Induction of hepatitis was associated with a time-dependent up-regulation of hepatic PBEF messenger RNA (mRNA) expression. As shown in Fig. 2A, PBEF expression

was induced 4.4-fold after 2 hours, 15.5-fold after 4 hours, and peaked after 6 hours showing a 46.3-fold expression. mRNA selleck chemical data were confirmed by way of western blot analysis (Fig. 2B). In accordance with the mRNA data, protein expression peaked after 6 hours. Cellular origins were determined by way of immmunofluorescent microscopy. Apart from hepatocytes, PBEF colocalized with F4/80-positive Kupffer cells (Fig. 2C) and CD31-positive liver sinusoidal endothelial cells (Fig. 2D). To study the role of mouse PBEF in mediating ConA-induced hepatitis, we first introduced the PBEF gene into mouse livers using hydrodynamic delivery.

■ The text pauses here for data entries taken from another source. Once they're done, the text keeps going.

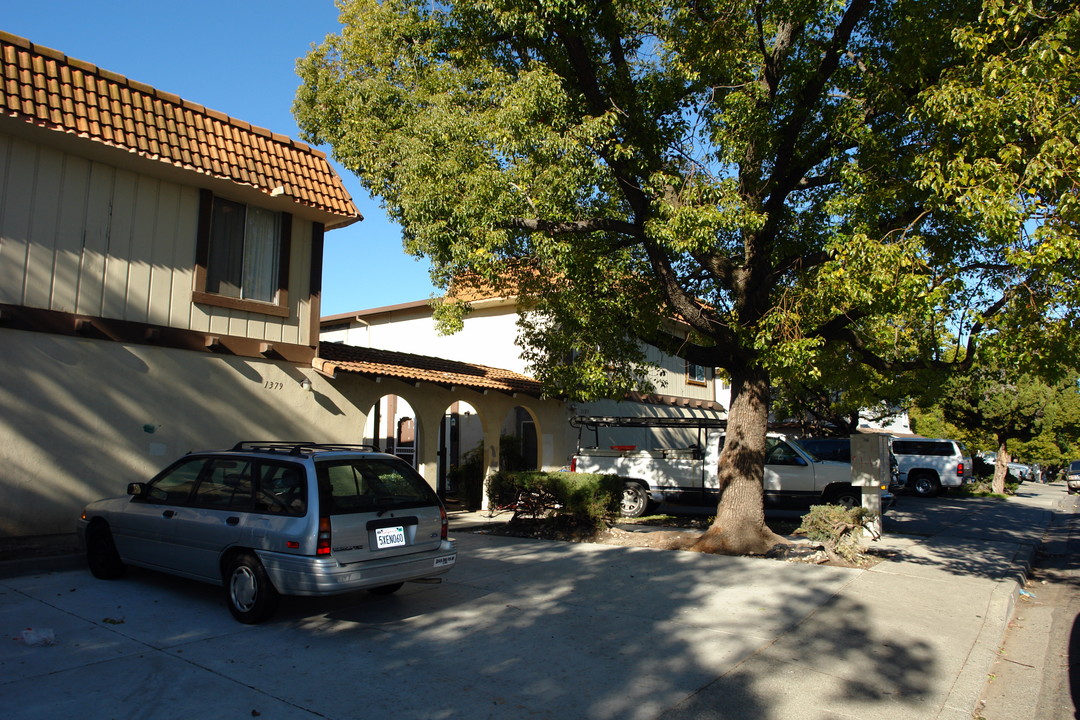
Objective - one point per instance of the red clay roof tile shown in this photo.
(44, 86)
(404, 366)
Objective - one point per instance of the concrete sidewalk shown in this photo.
(545, 629)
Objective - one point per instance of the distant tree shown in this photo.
(1010, 406)
(775, 175)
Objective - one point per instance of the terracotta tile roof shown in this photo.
(412, 368)
(48, 89)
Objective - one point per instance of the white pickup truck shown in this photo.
(687, 475)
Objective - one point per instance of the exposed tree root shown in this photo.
(756, 541)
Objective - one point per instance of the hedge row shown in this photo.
(580, 497)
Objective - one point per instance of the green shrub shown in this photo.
(580, 498)
(467, 478)
(839, 529)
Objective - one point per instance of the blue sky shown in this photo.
(239, 57)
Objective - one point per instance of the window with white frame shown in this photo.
(697, 375)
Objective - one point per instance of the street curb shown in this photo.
(962, 701)
(40, 566)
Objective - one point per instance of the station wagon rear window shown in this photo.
(368, 485)
(233, 485)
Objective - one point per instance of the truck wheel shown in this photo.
(635, 500)
(925, 485)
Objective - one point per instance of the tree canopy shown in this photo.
(779, 176)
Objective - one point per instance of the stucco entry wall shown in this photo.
(82, 418)
(430, 402)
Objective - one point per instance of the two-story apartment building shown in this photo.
(160, 281)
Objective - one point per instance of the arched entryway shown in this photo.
(461, 456)
(392, 428)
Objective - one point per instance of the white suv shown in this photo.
(265, 519)
(927, 465)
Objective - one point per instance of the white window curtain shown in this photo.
(260, 255)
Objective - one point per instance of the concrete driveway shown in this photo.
(536, 629)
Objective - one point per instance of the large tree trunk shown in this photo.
(740, 528)
(1000, 469)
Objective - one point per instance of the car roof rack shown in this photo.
(300, 447)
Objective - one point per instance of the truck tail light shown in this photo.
(323, 544)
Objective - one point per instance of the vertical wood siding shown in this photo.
(86, 238)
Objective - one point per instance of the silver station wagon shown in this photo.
(266, 519)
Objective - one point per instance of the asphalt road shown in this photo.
(1034, 677)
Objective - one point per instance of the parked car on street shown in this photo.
(1021, 472)
(1072, 477)
(265, 519)
(687, 474)
(929, 465)
(838, 449)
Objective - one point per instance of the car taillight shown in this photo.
(323, 544)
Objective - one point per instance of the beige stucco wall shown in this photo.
(82, 418)
(430, 404)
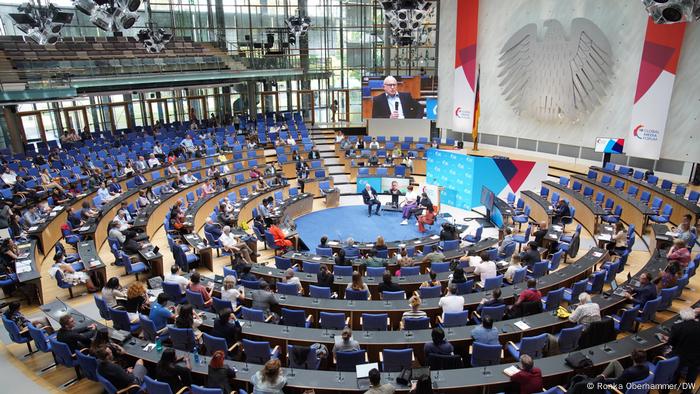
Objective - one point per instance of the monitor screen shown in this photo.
(609, 145)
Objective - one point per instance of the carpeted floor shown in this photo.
(352, 221)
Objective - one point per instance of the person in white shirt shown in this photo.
(232, 244)
(9, 177)
(153, 161)
(451, 302)
(487, 268)
(231, 292)
(291, 279)
(174, 277)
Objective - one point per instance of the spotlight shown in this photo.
(672, 11)
(41, 24)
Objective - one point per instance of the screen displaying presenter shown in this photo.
(393, 104)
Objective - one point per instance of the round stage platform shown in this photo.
(352, 221)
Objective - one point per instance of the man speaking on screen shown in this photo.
(395, 105)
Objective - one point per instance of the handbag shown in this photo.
(578, 360)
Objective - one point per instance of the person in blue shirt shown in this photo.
(160, 315)
(485, 333)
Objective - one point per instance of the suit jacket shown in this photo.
(365, 195)
(411, 108)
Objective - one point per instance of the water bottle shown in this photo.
(195, 353)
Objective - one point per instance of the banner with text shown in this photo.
(465, 65)
(657, 72)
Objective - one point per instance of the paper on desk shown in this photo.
(512, 370)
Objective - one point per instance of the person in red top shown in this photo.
(678, 252)
(278, 234)
(528, 378)
(531, 294)
(197, 287)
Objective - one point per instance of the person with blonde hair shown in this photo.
(230, 291)
(269, 380)
(415, 312)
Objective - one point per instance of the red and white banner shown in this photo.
(662, 48)
(465, 65)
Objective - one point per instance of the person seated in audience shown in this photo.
(586, 312)
(75, 338)
(387, 284)
(113, 293)
(435, 255)
(340, 259)
(235, 245)
(415, 313)
(153, 161)
(513, 266)
(679, 253)
(324, 278)
(358, 285)
(32, 217)
(277, 233)
(432, 281)
(188, 318)
(427, 218)
(48, 182)
(345, 342)
(226, 326)
(269, 379)
(119, 377)
(160, 314)
(457, 276)
(263, 299)
(668, 277)
(531, 294)
(13, 314)
(528, 378)
(375, 384)
(540, 234)
(291, 279)
(618, 244)
(231, 292)
(451, 302)
(168, 370)
(486, 333)
(495, 300)
(615, 374)
(438, 345)
(175, 277)
(530, 255)
(645, 292)
(70, 275)
(485, 270)
(562, 210)
(369, 197)
(137, 299)
(196, 286)
(220, 375)
(449, 232)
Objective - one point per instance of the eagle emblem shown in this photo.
(556, 77)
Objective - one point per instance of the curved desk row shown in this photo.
(633, 211)
(587, 212)
(681, 206)
(563, 277)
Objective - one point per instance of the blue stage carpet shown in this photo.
(352, 221)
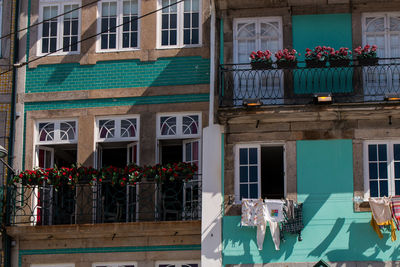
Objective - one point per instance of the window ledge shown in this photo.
(362, 206)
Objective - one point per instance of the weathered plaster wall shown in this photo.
(86, 244)
(147, 51)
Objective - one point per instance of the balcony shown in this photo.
(351, 84)
(104, 203)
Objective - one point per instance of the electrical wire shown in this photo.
(92, 36)
(46, 20)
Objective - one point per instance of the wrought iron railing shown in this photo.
(278, 86)
(104, 203)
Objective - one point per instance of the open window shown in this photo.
(179, 140)
(115, 264)
(117, 146)
(55, 146)
(259, 171)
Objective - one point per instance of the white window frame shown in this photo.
(1, 27)
(115, 264)
(179, 123)
(119, 30)
(54, 265)
(390, 171)
(60, 26)
(237, 166)
(178, 263)
(385, 15)
(57, 139)
(257, 21)
(117, 131)
(179, 27)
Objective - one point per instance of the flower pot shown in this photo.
(368, 61)
(261, 65)
(286, 64)
(337, 63)
(315, 63)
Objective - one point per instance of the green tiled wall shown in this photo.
(105, 250)
(118, 74)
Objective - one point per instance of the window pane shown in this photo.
(134, 40)
(173, 21)
(383, 188)
(244, 191)
(104, 24)
(253, 156)
(113, 9)
(383, 171)
(186, 20)
(104, 41)
(53, 28)
(113, 41)
(113, 24)
(186, 36)
(253, 191)
(67, 27)
(46, 131)
(372, 153)
(53, 44)
(397, 187)
(125, 26)
(373, 171)
(125, 40)
(164, 38)
(66, 44)
(195, 36)
(45, 45)
(244, 174)
(195, 5)
(74, 27)
(382, 153)
(253, 173)
(74, 44)
(373, 188)
(243, 155)
(397, 170)
(195, 20)
(172, 37)
(396, 151)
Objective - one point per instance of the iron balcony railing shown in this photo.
(285, 86)
(103, 203)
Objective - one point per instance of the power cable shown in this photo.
(46, 20)
(92, 36)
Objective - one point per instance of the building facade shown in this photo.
(329, 157)
(110, 83)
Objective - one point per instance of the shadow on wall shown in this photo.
(187, 67)
(333, 231)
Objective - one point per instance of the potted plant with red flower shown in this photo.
(286, 58)
(340, 58)
(367, 55)
(261, 60)
(318, 57)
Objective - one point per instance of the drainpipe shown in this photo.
(212, 64)
(6, 239)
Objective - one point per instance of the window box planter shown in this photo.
(315, 63)
(261, 65)
(286, 64)
(368, 61)
(339, 63)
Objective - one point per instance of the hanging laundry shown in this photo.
(396, 210)
(253, 215)
(288, 209)
(382, 215)
(294, 225)
(274, 215)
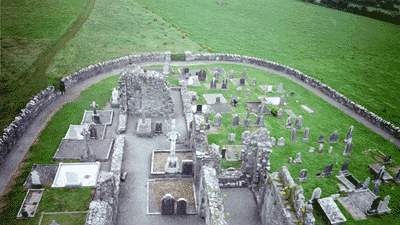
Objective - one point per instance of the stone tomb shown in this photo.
(76, 175)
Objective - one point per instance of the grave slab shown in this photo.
(307, 109)
(84, 173)
(73, 149)
(105, 116)
(352, 208)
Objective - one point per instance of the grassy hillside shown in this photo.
(355, 55)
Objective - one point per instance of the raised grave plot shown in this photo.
(76, 175)
(30, 204)
(178, 188)
(73, 149)
(105, 116)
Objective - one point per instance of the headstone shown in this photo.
(315, 196)
(303, 175)
(231, 74)
(158, 128)
(282, 100)
(345, 168)
(387, 160)
(306, 134)
(246, 136)
(299, 122)
(327, 170)
(366, 183)
(376, 187)
(235, 121)
(289, 123)
(280, 113)
(231, 137)
(202, 75)
(349, 134)
(167, 205)
(294, 135)
(281, 142)
(92, 131)
(347, 149)
(298, 158)
(223, 152)
(334, 137)
(187, 167)
(374, 207)
(321, 148)
(280, 88)
(217, 120)
(181, 205)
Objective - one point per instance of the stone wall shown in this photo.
(104, 207)
(378, 121)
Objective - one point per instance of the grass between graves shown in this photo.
(353, 54)
(326, 120)
(43, 152)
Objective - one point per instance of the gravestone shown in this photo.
(92, 131)
(334, 137)
(281, 142)
(235, 121)
(374, 207)
(387, 160)
(217, 120)
(187, 167)
(202, 75)
(321, 148)
(289, 123)
(303, 175)
(327, 170)
(231, 137)
(223, 152)
(349, 134)
(181, 205)
(280, 88)
(282, 100)
(242, 81)
(167, 205)
(299, 122)
(306, 134)
(280, 113)
(345, 168)
(347, 149)
(231, 74)
(298, 158)
(294, 135)
(366, 183)
(315, 196)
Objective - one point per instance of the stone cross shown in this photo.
(172, 137)
(94, 106)
(306, 134)
(298, 158)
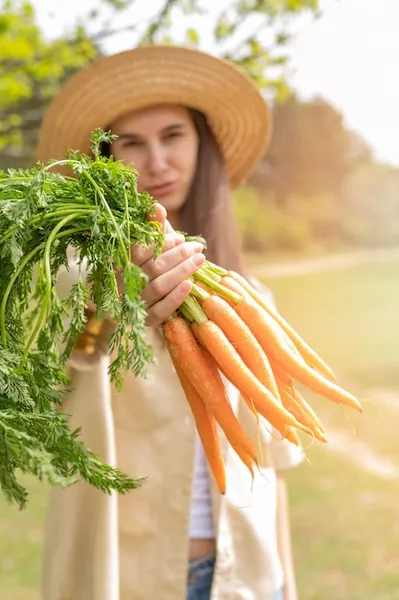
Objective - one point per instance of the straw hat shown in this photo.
(116, 85)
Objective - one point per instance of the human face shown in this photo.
(162, 144)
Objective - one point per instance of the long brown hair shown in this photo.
(208, 209)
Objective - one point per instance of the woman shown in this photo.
(193, 127)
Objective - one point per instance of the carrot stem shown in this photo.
(226, 293)
(199, 293)
(218, 270)
(194, 310)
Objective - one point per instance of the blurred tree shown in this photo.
(312, 151)
(253, 33)
(371, 206)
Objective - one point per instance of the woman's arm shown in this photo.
(284, 540)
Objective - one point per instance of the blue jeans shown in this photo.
(200, 575)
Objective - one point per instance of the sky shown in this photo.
(348, 56)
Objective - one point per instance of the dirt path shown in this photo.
(362, 455)
(322, 263)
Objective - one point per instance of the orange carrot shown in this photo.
(203, 374)
(305, 406)
(299, 413)
(268, 334)
(206, 427)
(232, 365)
(242, 338)
(311, 357)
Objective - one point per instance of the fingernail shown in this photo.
(198, 259)
(195, 246)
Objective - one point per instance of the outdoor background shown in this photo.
(319, 220)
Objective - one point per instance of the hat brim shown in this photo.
(113, 86)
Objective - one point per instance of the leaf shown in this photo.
(192, 36)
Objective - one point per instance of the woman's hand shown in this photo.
(168, 275)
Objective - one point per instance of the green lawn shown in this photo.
(345, 519)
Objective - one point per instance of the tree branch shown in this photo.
(153, 29)
(10, 66)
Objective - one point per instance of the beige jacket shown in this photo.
(135, 547)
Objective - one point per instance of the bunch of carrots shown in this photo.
(225, 326)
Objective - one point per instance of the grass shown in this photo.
(345, 519)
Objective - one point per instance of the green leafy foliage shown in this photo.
(99, 214)
(32, 68)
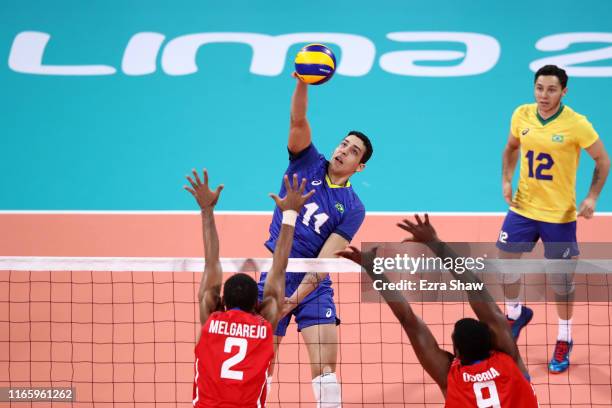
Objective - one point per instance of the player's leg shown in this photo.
(518, 234)
(317, 321)
(277, 342)
(279, 332)
(322, 344)
(561, 246)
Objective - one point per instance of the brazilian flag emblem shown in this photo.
(557, 138)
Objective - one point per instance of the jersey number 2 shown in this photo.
(492, 401)
(226, 368)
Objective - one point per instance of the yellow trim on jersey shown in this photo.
(332, 185)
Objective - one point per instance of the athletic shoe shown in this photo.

Hydrodynamic perfusion represents an effective method for in vivo gene transfer into mouse livers.27 The mouse PBEF gene was cloned into a pCI-neo

mammalian expression vector constitutively expressing murine PBEF gene under control of the cytomegalovirus immediate-early enhancer/promoter region (pCI-Pbef1). The same vector containing a nonsense sequence was used as a control (pCI-Ctrl). Quantitative reverse-transcription GS-1101 in vivo polymerase chain reaction (RT-PCR) analysis showed that PBEF mRNA was efficiently overexpressed in mouse livers 24 hours after injection (Supporting Fig. 1A). RT-PCR results were further confirmed by way of western blot analysis (Supporting Fig. 1B). Of note, circulating PBEF concentrations in pCI-Pbef1–injected animals were increased eight-fold compared with pCI-control injected mice (Supporting Fig. 1C). Experiments included four groups: (1) mice receiving the PBEF1-overexpressing plasmid (pCI-Pbef1) and 12.5 mg/kg ConA (Fig. 3A), (2) mice receiving the control plasmid (pCI-Ctrl) and mafosfamide 12.5 mg/kg ConA (Fig. 3B), (3) mice injected with the pCI-Pbef1 and saline (Fig. 3C), and (4) mice injected with the pCI-Ctrl

and saline (Fig. 3D). With respect to liver pathology, we found more severe lesions in group 1 (pCI-Pbef1 + ConA) compared with group 2 (pCI-Ctrl + ConA) (Fig. 3A,B). No necrotic areas were present in saline-injected control mice (group 3 and group 4) (Fig. 3C,D). Correspondingly, liver damage as measured by the release of liver enzymes (AST and ALT) was significantly higher in group 1 (pCI-Pbef1 + ConA) compared with group 2 (pCI-Ctrl + ConA) (Fig. 3E). AST and ALT tended to be higher in group 3 (pCI-Pbef1 + saline) versus group 4 (pCI-Ctrl + saline), with P values of 0.108 and 0.124, respectively (Fig. 3E). Potential differences in hepatic inflammatory cell infiltration were determined by way of immunohistochemistry. A vivid, comparable T cell infiltration was found in group 1 (pCI-Pbef1 + ConA) and group 2 (pCI-Ctrl + ConA), but not in ConA-naïve groups 3 and 4 (Supporting Fig. 1D).